Live threat modeling: add likely attack paths and required controls as you write.
Secure patterns: align code to CWE and OWASP from the first commit.
Policy feedback: enforce GDPR, ISO 27001, and DORA in context.
Dynamic probing: crawl services, fuzz with intent, correlate anomalies.
Goal-driven agents: pursue privilege escalation or RCE with tool use.
Production signals: learn normal traffic and flag abuse patterns.
Concise patches: trace dependencies and propose diffs that hold.
Tests included: generate regression coverage with each fix.
Issue class removal: run campaigns that retire families of bugs.
Safety checks: confirm both correctness and performance impact.
Evidence: pack all findings and fixes for future audits.
As AI-driven security moves from concept to implementation, these tools become part of everyday delivery, analyzing code, and validating results. Doing automated fixes inside the SDLC reinforces both application quality and resilience, from vulnerability detection to QA automation.
We integrate Aardvark-class agents with QA and AppSec to align with our ISO 27001 certification, GDPR, SOC 2, and DORA while maintaining clear traceability across changes.
This operating model keeps auditors satisfied, budgets predictable, and release trains on schedule. A very important consideration for AI tools is cost control: setting agent cost caps in tokens, ideally per repository.
Dave Aitel, a member of the technical staff at OpenAI, goes into the detail of the company’s new security product, Aardvark, below:
Dave Aitel’s recommendations for integrating AI into the SDLC, focusing on the practical implications for software development and cybersecurity. Aitel asserts that integrating AI tools like Aardvark into the SDLC is moving from an advantage to a necessity driven by economic reality.
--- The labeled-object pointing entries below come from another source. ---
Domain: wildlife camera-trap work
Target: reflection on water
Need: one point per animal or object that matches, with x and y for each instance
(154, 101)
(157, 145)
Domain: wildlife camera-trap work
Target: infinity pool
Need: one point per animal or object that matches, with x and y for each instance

The goal is not merely to find a high volume of low-quality bugs, but to apply intelligence to critical problems. Question remains if AI can even detect and mitigate zero-day vulnerabilities?
libasan.A software company that uses a tool like Aardvark should make the process easier and keep a good relationship with the development teams.
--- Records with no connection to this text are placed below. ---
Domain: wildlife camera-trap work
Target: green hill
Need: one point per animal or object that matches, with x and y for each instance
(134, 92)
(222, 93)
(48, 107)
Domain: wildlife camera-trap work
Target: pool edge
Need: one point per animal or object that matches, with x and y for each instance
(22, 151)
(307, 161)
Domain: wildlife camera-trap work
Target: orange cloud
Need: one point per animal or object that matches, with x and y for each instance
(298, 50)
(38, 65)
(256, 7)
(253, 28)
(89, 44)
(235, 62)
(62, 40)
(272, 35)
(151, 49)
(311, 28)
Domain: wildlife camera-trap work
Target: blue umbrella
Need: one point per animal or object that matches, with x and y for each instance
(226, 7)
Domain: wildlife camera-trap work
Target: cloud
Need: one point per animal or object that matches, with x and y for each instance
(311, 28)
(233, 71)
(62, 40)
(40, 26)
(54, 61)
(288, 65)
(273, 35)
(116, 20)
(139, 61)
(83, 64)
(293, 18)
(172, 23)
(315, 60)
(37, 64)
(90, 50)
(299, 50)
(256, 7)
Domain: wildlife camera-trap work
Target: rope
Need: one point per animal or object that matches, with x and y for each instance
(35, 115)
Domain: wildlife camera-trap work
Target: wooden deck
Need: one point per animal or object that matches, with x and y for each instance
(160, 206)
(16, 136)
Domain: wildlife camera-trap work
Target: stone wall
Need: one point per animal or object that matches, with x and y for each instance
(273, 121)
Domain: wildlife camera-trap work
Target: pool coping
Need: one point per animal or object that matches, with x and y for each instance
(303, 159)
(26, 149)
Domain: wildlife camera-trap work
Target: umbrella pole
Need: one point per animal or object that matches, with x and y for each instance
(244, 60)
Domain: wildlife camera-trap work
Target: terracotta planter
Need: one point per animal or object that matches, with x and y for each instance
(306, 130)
Aitel’s findings on Solidity suggest that specialized, high-risk code should be among the first to be fed into Aardvark, or alternatively, into your AI SDLC pipeline.
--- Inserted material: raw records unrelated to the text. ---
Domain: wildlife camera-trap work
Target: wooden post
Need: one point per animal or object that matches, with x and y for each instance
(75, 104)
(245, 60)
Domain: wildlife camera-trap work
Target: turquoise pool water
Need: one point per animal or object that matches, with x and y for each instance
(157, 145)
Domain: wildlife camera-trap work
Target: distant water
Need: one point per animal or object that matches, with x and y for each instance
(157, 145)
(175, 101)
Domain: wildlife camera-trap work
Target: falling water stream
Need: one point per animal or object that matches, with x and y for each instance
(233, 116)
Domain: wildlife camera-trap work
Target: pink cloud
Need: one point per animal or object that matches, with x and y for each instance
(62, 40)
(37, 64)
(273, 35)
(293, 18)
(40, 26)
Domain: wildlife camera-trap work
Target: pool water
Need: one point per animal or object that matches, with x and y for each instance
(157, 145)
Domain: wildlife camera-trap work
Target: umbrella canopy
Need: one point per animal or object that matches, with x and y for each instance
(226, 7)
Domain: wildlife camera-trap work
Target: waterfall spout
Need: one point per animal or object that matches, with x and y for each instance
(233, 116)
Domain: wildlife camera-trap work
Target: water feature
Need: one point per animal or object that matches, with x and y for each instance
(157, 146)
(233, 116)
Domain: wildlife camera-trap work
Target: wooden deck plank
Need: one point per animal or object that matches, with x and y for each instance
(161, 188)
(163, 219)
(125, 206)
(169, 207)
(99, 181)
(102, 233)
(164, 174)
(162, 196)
High-Risk, High-Reward: Given the AI’s success in finding bugs in Solidity, any company working with smart contracts or similar complex, high-value code should run them through an AI analysis tool as a critical pre-deployment check.
| Area | Recommendation | Rationale/Benefit |
| Strategy | Make AI Code Quality a Core Requirement. | Reduces overall system instability (crashes, errors) and security risk. |
| Economics | Budget for AI Tokens/Compute. | The cost of AI analysis is less than the cost of undetected bugs/downtime. |
| Implementation | Integrate Continuous Monitoring with an Automated Validator. | Counters “software entropy” (1-2% of commits introduce flaws) and maintains high signal-to-noise ratio. |
| Vulnerability Focus | Target Logic Flaws and Crypto Code. | AI excels at these complex areas that are difficult for human review and traditional tools. |
| Process Control | Maintain Human Control over Deployment. | A human must validate all fixes/patches to ensure 100% accuracy before merging. |
| Culture | Prioritize Confidentiality and Help. | Ensures AI is seen as a supportive tool, not a public shaming mechanism for developers. |
The future is not one of no vulnerabilities, but one of two internets, as Bruce Schneier predicted. The first will be the “new” internet, composed of code that is “born secure,” continuously validated by AI agents from its first commit.
The second will be the “legacy” internet, composed of the billions of lines of existing code that are not easily scanned or patched by these new agents. This legacy code becomes the primary, undefended attack surface for offensive AI, creating a systemic risk that will define cybersecurity in the next decade. TINQIN’s goal is to explore all the tools and techniques to help organizations to inventory, defend, and ring-fence this newly vulnerable legacy estate.